Donny Osmond Tells Summit Audience: Respect Your Brand
Dan Berthiaume, Adobe’s director of CMO Communications, spoke with the multitalented entertainer about how he has built a diverse, Osmond-branded portfolio using an omnichannel approach.
CMO.com editor in chief Tim Moran’s October interview with Donny Osmond was among the website’s most-read articles of 2015. Given the multitalented entertainer’s story—one that spans 50-plus years and includes undeniable business, marketing, and technology acumen—that’s hardly a surprise.
On stage at the Adobe Summit, Dan Berthiaume, Adobe’s director of CMO Communications, continued the conversation with Donny about how he has built a diverse, Osmond-branded portfolio using an omnichannel approach.
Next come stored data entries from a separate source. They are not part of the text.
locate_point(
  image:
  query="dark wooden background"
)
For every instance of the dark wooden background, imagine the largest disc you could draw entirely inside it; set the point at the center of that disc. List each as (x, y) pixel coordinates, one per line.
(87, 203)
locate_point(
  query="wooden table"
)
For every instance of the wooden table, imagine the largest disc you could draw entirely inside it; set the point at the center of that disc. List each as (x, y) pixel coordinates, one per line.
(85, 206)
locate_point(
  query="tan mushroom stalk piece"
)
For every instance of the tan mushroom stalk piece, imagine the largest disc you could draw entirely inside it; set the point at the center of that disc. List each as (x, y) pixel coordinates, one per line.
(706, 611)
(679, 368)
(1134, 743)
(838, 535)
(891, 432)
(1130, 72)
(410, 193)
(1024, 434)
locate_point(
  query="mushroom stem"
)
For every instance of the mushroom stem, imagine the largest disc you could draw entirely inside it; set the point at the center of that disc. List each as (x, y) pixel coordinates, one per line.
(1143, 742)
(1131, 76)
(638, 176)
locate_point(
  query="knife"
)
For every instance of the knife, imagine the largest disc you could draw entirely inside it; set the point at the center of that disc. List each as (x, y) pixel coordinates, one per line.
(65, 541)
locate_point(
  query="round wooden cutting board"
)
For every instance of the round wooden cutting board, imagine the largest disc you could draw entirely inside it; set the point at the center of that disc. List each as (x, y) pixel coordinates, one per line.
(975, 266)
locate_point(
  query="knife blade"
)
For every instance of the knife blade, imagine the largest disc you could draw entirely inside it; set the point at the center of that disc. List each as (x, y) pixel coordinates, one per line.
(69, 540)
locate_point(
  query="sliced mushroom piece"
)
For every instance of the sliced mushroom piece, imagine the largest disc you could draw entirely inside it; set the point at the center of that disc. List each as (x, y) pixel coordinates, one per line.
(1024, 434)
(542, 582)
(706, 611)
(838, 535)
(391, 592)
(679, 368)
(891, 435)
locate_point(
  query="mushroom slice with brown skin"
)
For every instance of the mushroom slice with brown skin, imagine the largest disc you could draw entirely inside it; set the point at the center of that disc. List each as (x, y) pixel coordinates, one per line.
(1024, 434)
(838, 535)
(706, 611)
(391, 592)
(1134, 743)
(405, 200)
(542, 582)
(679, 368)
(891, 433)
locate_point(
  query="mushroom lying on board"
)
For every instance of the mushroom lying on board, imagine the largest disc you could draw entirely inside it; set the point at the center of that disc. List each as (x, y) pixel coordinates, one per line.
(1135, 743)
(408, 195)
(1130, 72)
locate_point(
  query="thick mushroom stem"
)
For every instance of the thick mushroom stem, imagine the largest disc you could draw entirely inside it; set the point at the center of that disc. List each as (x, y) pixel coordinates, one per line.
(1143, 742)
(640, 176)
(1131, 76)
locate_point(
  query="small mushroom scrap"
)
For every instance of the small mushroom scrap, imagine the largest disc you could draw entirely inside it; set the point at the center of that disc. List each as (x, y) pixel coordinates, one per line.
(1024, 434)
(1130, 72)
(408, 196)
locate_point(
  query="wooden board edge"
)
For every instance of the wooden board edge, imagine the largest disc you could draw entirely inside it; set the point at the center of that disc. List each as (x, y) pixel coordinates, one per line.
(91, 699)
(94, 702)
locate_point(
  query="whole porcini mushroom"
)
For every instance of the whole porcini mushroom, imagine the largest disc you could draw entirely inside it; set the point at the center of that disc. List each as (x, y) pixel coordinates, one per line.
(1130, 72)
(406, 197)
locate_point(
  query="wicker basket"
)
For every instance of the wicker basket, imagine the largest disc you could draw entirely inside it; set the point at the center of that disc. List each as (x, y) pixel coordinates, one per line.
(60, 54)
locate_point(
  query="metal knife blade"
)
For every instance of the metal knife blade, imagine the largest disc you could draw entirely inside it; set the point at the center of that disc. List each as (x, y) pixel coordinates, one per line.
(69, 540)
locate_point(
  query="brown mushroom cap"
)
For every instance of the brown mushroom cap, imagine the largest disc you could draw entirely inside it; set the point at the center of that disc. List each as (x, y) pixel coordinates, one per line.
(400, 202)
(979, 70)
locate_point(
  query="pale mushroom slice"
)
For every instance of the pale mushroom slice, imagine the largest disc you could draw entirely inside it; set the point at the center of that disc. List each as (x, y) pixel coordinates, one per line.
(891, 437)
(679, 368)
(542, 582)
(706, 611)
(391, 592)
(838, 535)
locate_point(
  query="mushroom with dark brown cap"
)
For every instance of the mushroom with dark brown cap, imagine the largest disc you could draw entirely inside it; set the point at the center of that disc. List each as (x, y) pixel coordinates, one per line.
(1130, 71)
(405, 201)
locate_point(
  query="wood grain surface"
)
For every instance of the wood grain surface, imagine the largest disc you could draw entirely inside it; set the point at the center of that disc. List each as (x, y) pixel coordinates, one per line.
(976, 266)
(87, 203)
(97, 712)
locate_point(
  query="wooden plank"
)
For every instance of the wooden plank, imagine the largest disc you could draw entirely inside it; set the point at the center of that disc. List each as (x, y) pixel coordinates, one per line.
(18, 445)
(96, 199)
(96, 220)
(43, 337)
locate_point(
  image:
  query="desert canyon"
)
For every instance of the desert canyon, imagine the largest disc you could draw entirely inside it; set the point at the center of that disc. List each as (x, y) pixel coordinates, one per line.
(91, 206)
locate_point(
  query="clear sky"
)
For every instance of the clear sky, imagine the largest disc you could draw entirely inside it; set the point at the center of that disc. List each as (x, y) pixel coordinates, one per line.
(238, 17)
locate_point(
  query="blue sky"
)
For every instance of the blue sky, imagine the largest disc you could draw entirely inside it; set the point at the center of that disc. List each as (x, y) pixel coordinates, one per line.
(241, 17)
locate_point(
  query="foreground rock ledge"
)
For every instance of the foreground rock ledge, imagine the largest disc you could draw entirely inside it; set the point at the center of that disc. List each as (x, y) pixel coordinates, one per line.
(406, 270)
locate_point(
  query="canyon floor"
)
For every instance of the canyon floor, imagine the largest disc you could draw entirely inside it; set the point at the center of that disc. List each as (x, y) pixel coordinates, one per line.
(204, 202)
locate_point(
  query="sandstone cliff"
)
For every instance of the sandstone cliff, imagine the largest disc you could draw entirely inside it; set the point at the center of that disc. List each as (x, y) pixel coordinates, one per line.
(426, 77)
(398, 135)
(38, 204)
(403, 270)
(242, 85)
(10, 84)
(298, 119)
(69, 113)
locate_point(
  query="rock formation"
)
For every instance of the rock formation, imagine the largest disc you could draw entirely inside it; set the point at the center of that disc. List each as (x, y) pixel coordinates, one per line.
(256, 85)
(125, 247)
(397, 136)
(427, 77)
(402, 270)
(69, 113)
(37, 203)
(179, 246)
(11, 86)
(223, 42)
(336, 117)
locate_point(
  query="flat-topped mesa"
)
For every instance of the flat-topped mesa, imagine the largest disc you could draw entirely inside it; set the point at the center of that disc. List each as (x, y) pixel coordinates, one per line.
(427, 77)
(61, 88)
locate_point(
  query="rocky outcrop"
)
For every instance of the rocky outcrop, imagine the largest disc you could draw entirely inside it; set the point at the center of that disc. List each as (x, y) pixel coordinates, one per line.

Keeping A Brand Fresh While Reinventing It Over The Years
• “That’s a key word no matter who you are or what business you are in—reinvention. There are four Rs that I always think about: retool, rebuild, reinvent, reboot. You’ve got to do this. You can’t look back at your successes. You always have to be thinking forward.”
• “Respect the brand you’ve built. Don’t alienate it. Build upon it. Remember that the brand belongs to your audience. You’ve got to protect it and not ruin it. It is very fragile.”
• “Years ago, you used to do a five-year business plan. Now you do a five-minute plan because you have to look at what is going on to be on top of things.”
Connecting With Your Audience
• “You’ve always got to win people over. Give them more than they expect.”
• “Winning ‘Dancing With The Stars’ was the most fun thing and the scariest thing I’ve done in my career because you never know if you are going to get kicked off. But it opened up a whole new audience. Right after I won, at one of my Flamingo shows, this 10-year-old boy came up to me after the show and said, ‘Mr. Osmond, I didn’t know you could sing, too.’”
• “I am constantly thinking about how I can expand my audience by being in different mediums. You have to get out of your comfort zone, use the 4 Rs, and constantly look at new things.”
• “When I was in ‘Joseph and the Amazing Technicolor Dreamcoat,’ my director told me something that changed my perspective about show business or any presentation forever. He said, ‘The theatre is a place where people come to dream in public, and you are in charge of that dream.’ This is a huge charge for anybody that stands on the stage because you are manipulating people’s emotions.”
• “When you are delivering an experience, you’ve got to keep it real, genuine, authentic. People want to see something real. I can spot a fake, and so can audiences.”
• “Give people 110% of what you’ve got. If you want to be the best, you’ve got to give better than everybody else.”
• “When people come to one of my shows, I don’t give them a concert. I give them an experience. I want to make a connection. After a concert in New York City, a fan came up to me and said, ‘That was an experience. I feel like I know you.’”
• “When I started my career, I used the latest tech tools of the industry. I’ve always been involved with tech, and I get involved with everything. When I was 16, I assembled the state-of-the-art studio console that we used to do most of our recordings.”
• “I put together the tech equipment that runs the mixing, sound, lighting, etc., for our current show. The devil is in the details. When people come to see us at the Flamingo, they come to see the show. They don’t know what is going on behind the stage, which is more than what is happening on stage.”
Building And Leading A Smart Team
• “Donny Osmond Home started out as a hobby five years ago. It has blown up, and now we are shipping furniture all over the country. My wife and I are smart enough to know that we are not designers. We bring the professionals in. If you want to be successful, you surround yourself with successful people who know things you don’t. But you still need to be hands-on. You can’t just say, ‘Now go sell it for me.’ When we open up showrooms across the country, I am there for the launch. If you want something to be successful, you’ve got to be involved. It can’t just be your name. And when you get involved, you learn the ropes of the business.”